PCM16 24kHz vs Vapi Pipeline: Voice Quality Deep Dive

TL;DR

CallSphere standardizes on PCM16 mono at 24kHz end-to-end against the OpenAI Realtime API. That sample rate hits the sweet spot of intelligibility, model accuracy, and latency. Telephony often runs at 8kHz mu-law and most voice AI products upsample at the last hop — losing quality and shipping fewer phonemes to the model. Vapi.ai abstracts the audio pipeline behind its hosted stack, which is convenient but opaque: you cannot always inspect frame timing, sample rate, or codec at each hop. This post unpacks the audio pipeline at every stage and explains why 24kHz PCM16 produces better intent recognition, fewer hallucinations, and tighter turn-taking than the typical 8kHz path.

What PCM16 24kHz Actually Means

PCM16 is uncompressed linear pulse-code modulation with 16-bit signed samples. 24kHz means 24,000 samples per second per channel. Mono means one channel. At those parameters, one second of audio is exactly 48,000 bytes — large by compressed standards, but trivially streamable over modern network links.

Why these numbers? The Nyquist theorem says 24kHz sampling captures frequencies up to 12kHz. Human speech has critical perceptual content up to roughly 8kHz, with sibilants ("s", "f", "th") reaching higher. 24kHz captures every speech-relevant frequency cleanly, while 8kHz telephony cuts everything above 4kHz — which is why "fifteen" and "fifty" are confusable on a phone call.

Vapi's Audio Pipeline (What We Can Verify)

Vapi handles audio inside its hosted pipeline. Your bring-your-own STT and TTS providers each have their preferred sample rates. Vapi normalizes between them. Most STT providers (Deepgram, AssemblyAI) accept 16kHz; most premium TTS (ElevenLabs, PlayHT) outputs at 22.05kHz or 44.1kHz. Vapi resamples between hops.
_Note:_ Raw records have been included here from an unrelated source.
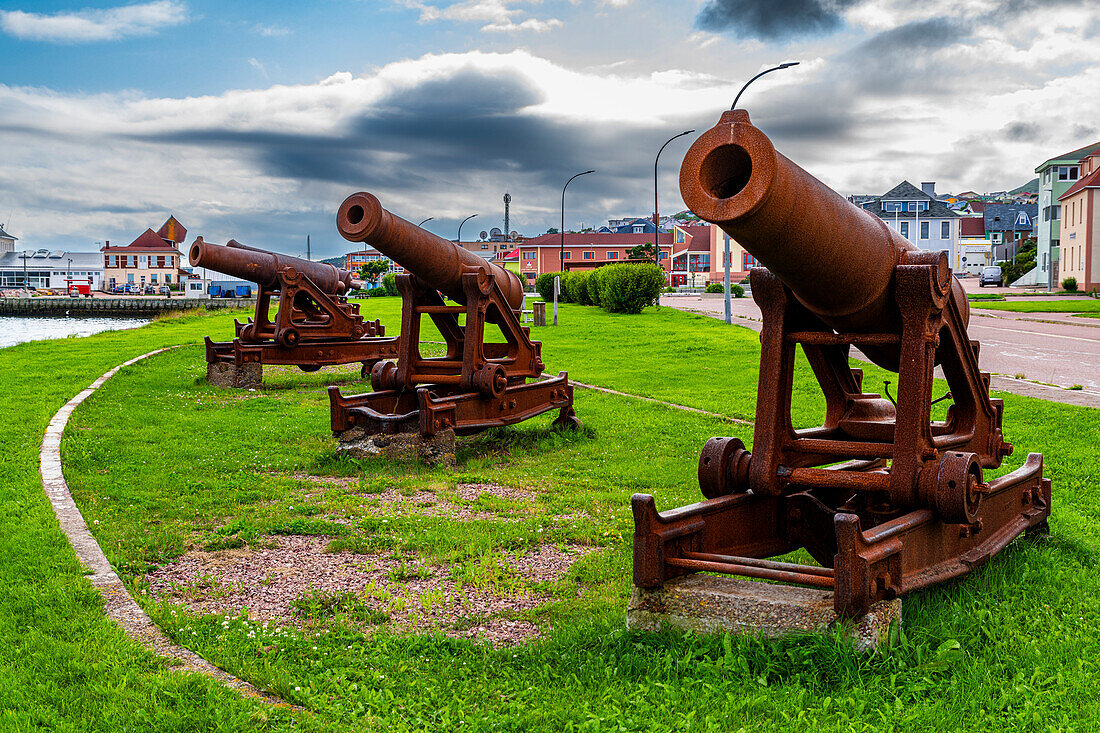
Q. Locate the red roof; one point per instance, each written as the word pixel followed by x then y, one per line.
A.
pixel 173 231
pixel 972 227
pixel 1091 181
pixel 147 240
pixel 598 239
That resampling is invisible to you, the engineer. You don't see the audio frames. You see a "transcript" event and a "speech" event. When pronunciation goes wrong or a "1" gets transcribed as a "9," debugging is hard because you cannot inspect the raw frames the STT actually saw.
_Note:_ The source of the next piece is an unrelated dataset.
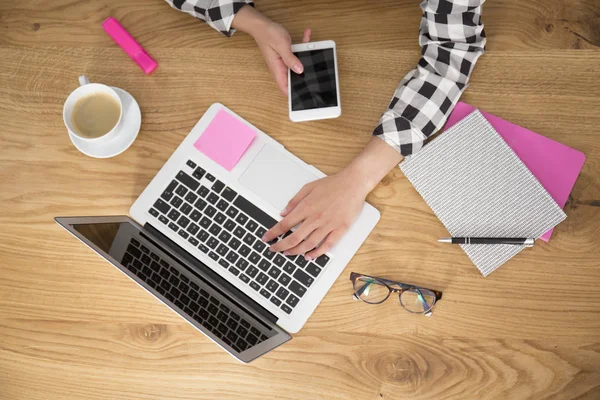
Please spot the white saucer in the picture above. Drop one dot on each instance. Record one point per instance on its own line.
(128, 129)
CallSphere's Pipeline at PCM16 24kHz

CallSphere standardizes on PCM16 24kHz from the moment the caller's audio reaches the gateway through the round-trip into OpenAI Realtime and back to the caller. There is no resampling at the model boundary, because the OpenAI Realtime API expects exactly that format. Fewer transformations means fewer artifacts and lower latency.
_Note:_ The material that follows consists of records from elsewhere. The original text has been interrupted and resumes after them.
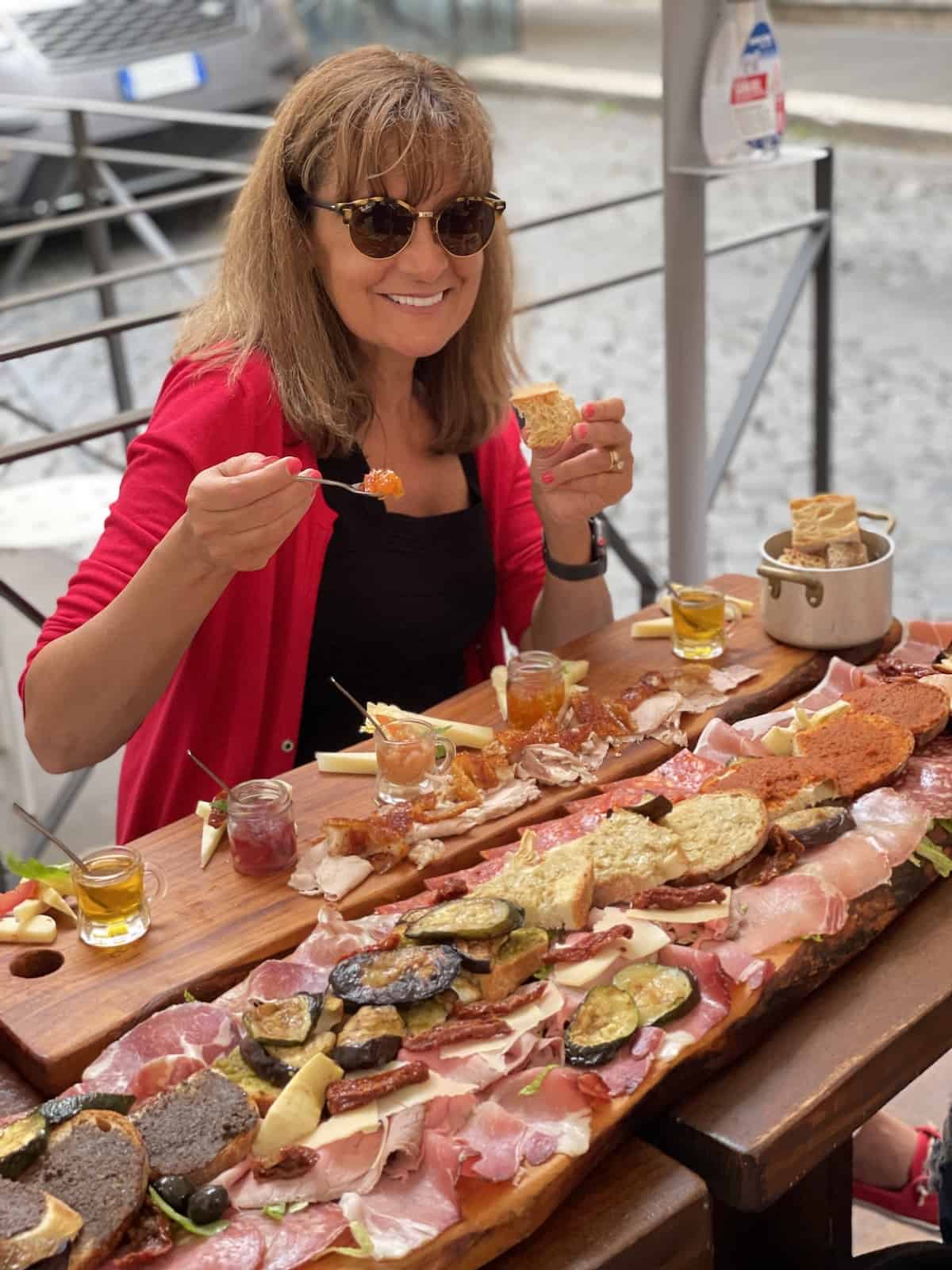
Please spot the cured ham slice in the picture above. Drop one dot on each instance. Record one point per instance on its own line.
(789, 908)
(298, 1238)
(404, 1214)
(721, 743)
(854, 864)
(715, 988)
(512, 1127)
(192, 1030)
(928, 779)
(626, 1071)
(839, 679)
The model in production is gpt-4o-realtime-preview-2025-06-03. It accepts PCM16 24kHz natively, performs server-side VAD on those frames, and emits PCM16 24kHz back. Analytics and post-call analysis run on gpt-4o-mini against the captured transcript.

The end-to-end pipeline:

graph LR
    A[Caller / Phone or Browser] --> B[Twilio or WebRTC Gateway]
    B --> C[Frame Normalizer<br/>PCM16 24kHz mono]
    C --> D[OpenAI Realtime WS<br/>gpt-4o-realtime-2025-06-03]
    D --> E[Server VAD + LLM]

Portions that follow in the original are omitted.